Daye Gang is a junior barrister at the Victorian Bar having received multiple awards including the International Bar Association Outstanding Young Lawyer Award and the Barristers award in the Lawyers’ Weekly 30 Under 30 Awards. As someone who is very passionate about human rights, Daye is currently a PhD candidate on restorative justice for gendered violence, works with a South Korean NGO to advocate for accountability on North Korean international crimes, and translates North Korean laws into English to promote accessibility. Today, she reflects on her career and the many ways she has been able to make an impact.
Q1.
In 2020, you received the International Bar Association Outstanding Young Lawyer Award and the Barristers award in the Lawyers’ Weekly 30 Under 30 Awards. Congratulations on these impressive achievements! What made you decide to go into law in the first place?
I got the grades for it and my blessed grandmother got the idea that shy little me would be a good fit for it. I don’t know what she was thinking, but I know she was right. In retrospect it all makes sense: given the community conversations we are having now about equality of opportunity, anti-racism, and combating workplace harassment, I’m proud that I persisted with my grandmother’s vision so I can now help others. Having the platform I do now, I get asked for opinions not just on my areas of expertise but also on the value of being a woman of colour who is able to forge her own path. I was only able to make my difference my strength with the support of other brilliant headstrong women, so it’s important to help others to do the same.
Q2.
You do extensive work outside of your job as a barrister, including your work with the Citizens’ Alliance for North Korean Human Rights and your PhD with Monash University’s Michael Kirby Centre for Public Health and Human Rights. What sparked your passion for this range of work?

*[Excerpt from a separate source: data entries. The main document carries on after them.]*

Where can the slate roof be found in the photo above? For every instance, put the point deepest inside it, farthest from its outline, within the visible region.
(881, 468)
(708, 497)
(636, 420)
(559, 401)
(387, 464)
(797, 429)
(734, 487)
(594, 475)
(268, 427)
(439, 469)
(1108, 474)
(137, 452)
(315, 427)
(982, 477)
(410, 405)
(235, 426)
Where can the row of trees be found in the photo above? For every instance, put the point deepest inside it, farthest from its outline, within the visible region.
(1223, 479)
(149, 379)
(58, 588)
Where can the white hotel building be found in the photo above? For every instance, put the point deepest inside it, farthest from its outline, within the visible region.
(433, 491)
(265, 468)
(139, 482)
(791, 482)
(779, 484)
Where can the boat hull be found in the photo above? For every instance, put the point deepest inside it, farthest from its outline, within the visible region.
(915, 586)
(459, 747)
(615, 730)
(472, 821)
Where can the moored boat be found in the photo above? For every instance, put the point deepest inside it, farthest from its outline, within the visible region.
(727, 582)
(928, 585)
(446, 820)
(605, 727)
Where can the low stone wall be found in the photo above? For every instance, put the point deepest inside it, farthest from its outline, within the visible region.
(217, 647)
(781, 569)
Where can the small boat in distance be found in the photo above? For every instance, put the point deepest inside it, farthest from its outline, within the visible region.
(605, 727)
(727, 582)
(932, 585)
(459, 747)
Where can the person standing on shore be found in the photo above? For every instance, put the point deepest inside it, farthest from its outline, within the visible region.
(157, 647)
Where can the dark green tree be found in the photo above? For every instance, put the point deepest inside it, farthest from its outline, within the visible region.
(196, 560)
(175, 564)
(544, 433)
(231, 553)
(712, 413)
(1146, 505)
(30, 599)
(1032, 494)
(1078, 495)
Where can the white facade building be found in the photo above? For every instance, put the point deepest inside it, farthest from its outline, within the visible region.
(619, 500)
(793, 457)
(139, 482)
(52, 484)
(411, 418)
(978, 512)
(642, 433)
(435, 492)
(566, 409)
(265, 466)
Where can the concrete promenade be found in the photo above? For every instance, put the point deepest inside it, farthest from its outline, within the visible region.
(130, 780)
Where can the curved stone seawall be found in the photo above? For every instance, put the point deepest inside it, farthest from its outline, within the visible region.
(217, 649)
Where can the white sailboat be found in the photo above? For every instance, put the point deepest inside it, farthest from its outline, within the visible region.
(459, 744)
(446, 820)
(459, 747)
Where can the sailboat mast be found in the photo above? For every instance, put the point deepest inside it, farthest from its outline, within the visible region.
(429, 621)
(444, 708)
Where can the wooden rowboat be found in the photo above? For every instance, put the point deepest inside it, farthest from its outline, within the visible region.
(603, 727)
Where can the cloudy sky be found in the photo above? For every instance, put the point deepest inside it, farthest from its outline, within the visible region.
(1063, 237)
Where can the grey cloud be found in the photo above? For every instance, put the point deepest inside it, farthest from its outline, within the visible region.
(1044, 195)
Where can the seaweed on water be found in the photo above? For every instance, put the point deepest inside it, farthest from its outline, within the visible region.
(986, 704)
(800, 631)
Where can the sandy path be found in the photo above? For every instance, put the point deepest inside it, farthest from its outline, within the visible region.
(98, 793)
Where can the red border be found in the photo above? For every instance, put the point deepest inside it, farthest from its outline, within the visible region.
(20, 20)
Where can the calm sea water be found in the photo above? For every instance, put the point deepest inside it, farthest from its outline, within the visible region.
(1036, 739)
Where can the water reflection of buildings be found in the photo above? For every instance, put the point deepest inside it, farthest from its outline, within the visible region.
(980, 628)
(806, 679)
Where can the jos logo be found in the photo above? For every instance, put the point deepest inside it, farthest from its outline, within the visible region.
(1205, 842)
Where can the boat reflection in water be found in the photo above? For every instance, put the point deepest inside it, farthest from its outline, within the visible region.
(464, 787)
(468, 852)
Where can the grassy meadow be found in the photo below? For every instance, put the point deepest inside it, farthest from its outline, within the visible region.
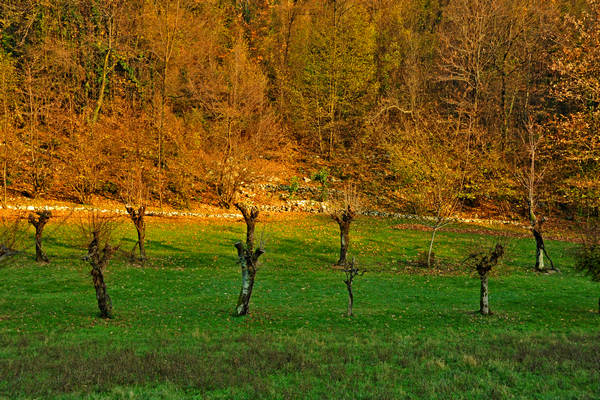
(415, 332)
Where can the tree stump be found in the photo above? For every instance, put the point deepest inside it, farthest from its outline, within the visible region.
(137, 217)
(247, 258)
(344, 218)
(540, 248)
(39, 223)
(351, 272)
(98, 259)
(484, 264)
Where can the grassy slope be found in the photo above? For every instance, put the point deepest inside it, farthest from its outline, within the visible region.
(412, 336)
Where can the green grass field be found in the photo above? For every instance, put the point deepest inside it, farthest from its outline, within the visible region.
(414, 334)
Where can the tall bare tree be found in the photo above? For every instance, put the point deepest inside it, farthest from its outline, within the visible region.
(248, 257)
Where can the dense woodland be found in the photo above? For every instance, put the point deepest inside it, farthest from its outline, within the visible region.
(431, 104)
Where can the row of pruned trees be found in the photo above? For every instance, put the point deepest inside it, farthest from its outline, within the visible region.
(98, 229)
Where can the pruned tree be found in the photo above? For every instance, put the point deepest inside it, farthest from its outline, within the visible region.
(43, 216)
(483, 262)
(247, 257)
(588, 253)
(344, 213)
(137, 217)
(98, 230)
(12, 232)
(531, 178)
(352, 271)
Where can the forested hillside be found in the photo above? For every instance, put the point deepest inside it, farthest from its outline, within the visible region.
(426, 104)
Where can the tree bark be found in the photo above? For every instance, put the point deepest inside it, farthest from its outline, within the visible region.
(540, 250)
(39, 224)
(344, 241)
(344, 218)
(104, 302)
(98, 259)
(350, 297)
(137, 217)
(431, 247)
(484, 305)
(248, 259)
(484, 264)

I’ve always been interested in helping people. These roles came about because other women who were interested in helping people thought they could train me to be one of them. Volunteering, pro bono work, and other forms of service to the community are more important in times when government is unwilling or unable to act, so I’m glad I found these roles that also happen to fit my pretty nerdy personality and allow me to connect to my culture. It’s also become much clearer that the skills I learn in each role help me to bring a unique interdisciplinary perspective which is valuable in its own right. The next question is work-life balance, which I haven’t quite figured out yet!
Q3.
Education and human rights are clearly matters that you are passionate about. You even started your own website, “Law and North Korea,” where you go over DPRK laws in English. How did you come up with the idea, and why is it so important for these translations to be accessible?
Other people binged Netflix during the first lockdown in Melbourne. I should have done that too. Instead, I thought about writing a blog. I definitely should have stuck to Netflix at this point, but I found myself researching possible blog topics on North Korean law to write about and found that there was a lot of Korean language analysis, but not a lot of that law available in English (unlike South Korean legislation). The anglophone world has a lot of expertise that is, in some places, siloed by a language barrier. It dawned on me that it would be a rare combination of legal qualifications, solid Korean and English skills, passable understanding of North Korea, and free time that would put me in a unique place to make this contribution. Given that there is so much casual Yellow Peril racism caught up in discussions about North Korea and its future, I decided to make an impartial resource that anglophone scholars, journalists, and students can use so they can see what the state of the law is for themselves. It is a project intended to assist everyone to better understand North Korea so criticism can be founded in evidence rather than easy and reductive stereotypes about rocket men.
Q4.
Your PhD is about restorative justice for victims of sexual and family violence. What changes do you wish to see made to increase visibility to these issues?
Starting with yes. Too often when we talk about sexual and family violence we rely on what the law allows police, lawyers, and Courts to do. We say “you could, but upon consideration, you shouldn’t. There are too many risks.” It’s also a fallacy to think that the law protects everyone: it is conspicuously absent in many migrant communities and communities of colour; it is a tool of state-sanctioned violence and extension of the colonial state in others, not to mention Aboriginal and Torres Strait Islander communities. From my PhD research, it is clear that legislatures have the best and most creative intentions, and attitudes on the street to violence against women are now more likely to encompass the reality of women’s experiences. However, reporting and convictions have not increased commensurately across the community. What’s more, policy and legislative decisions made about women are largely led by white women who are citizens and don’t understand the existential anxiety that a temporary visa inflicts, or the visceral horror that a man in uniform can retrigger. We need to start with the assumption that the community has a role in seeking justice and accountability as led by the wishes of the victim or victims of sexual and family violence. The law will do its part, but it is not enough.
Q5.
What would be your piece of advice for young women looking to follow in your footsteps?
Why follow in my footsteps! Choose a direction that lights your own fire! Allow yourself to be challenged by ideas that contradict your worldview and make you uncomfortable. The really interesting opportunities will find you there.